# Šidák correction

In statistics, the Šidák correction, or Dunn–Šidák correction, is a method used to counteract the problem of multiple comparisons. It is a simple method to control the family-wise error rate. When all null hypotheses are true, the method provides familywise error control that is exact for tests that are stochastically independent, conservative for tests that are positively dependent, and liberal for tests that are negatively dependent. It is credited to a 1967 paper [1] by the statistician and probabilist Zbyněk Šidák.[2] The Šidák method can be used to determine the statistical significance, and evaluate adjusted P value and confidence intervals.

## Usage

• Given m different null hypotheses and a familywise alpha level of ${\displaystyle \alpha }$, each null hypothesis is rejected that has a p-value lower than ${\displaystyle \alpha _{SID}=1-(1-\alpha )^{\frac {1}{m}}}$.
• This test produces a familywise Type I error rate of exactly ${\displaystyle \alpha }$ when the tests are independent of each other and all null hypotheses are true. It is less stringent than the Bonferroni correction, but only slightly. For example, for ${\displaystyle \alpha }$ = 0.05 and m = 10, the Bonferroni-adjusted level is 0.005 and the Šidák-adjusted level is approximately 0.005116.
• One can also compute confidence intervals matching the test decision using the Šidák correction by using 100 ${\displaystyle \cdot }$ (1 − α)1/m % confidence intervals.
• For continuous problems, one can employ Bayesian logic to compute ${\displaystyle m}$ from the prior-to-posterior volume ratio.[3]

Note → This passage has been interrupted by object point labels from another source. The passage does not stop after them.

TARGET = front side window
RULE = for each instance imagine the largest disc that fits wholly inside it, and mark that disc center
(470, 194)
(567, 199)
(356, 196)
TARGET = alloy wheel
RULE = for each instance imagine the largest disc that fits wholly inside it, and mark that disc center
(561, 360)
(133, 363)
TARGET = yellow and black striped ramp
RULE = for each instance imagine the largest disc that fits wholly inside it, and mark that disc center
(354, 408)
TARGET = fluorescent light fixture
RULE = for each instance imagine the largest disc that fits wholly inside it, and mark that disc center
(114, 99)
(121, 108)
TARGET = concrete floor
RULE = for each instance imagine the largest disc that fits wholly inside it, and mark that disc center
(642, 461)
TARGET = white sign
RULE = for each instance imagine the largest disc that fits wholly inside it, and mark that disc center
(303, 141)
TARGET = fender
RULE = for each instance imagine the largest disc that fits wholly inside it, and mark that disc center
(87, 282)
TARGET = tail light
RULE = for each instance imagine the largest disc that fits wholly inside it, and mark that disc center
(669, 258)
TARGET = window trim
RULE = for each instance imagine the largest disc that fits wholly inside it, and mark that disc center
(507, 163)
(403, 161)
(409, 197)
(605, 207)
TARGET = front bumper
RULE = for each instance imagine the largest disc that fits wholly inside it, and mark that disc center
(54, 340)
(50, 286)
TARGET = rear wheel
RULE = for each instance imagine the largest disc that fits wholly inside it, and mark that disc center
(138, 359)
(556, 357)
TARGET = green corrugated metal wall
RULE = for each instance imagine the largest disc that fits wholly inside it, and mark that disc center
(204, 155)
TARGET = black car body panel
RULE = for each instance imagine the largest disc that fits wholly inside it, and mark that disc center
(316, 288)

When there are considerably large numbers of hypotheses or when the hypotheses are correlated, correction factors like Bonferroni and Šidák give in quite conservative results, which leads us to consider other approaches.

## Proof

The Šidák correction is derived by assuming that the individual tests are independent. Let the significance threshold for each test be ${\displaystyle \alpha _{1}}$; then the probability that at least one of the tests is significant under this threshold is (1 - the probability that none of them are significant). Since it is assumed that they are independent, the probability that all of them are not significant is the product of the probability that each of them is not significant, or ${\displaystyle 1-(1-\alpha _{1})^{m}}$. Our intention is for this probability to equal ${\displaystyle \alpha }$, the significance threshold for the entire series of tests. By solving for ${\displaystyle \alpha _{1}}$, we obtain ${\displaystyle \alpha _{1}=1-(1-\alpha )^{1/m}.}$ It shows that in order to reach a given ${\displaystyle \alpha }$ level, we need to adapt the ${\displaystyle \alpha _{1}}$values used for each test.[4]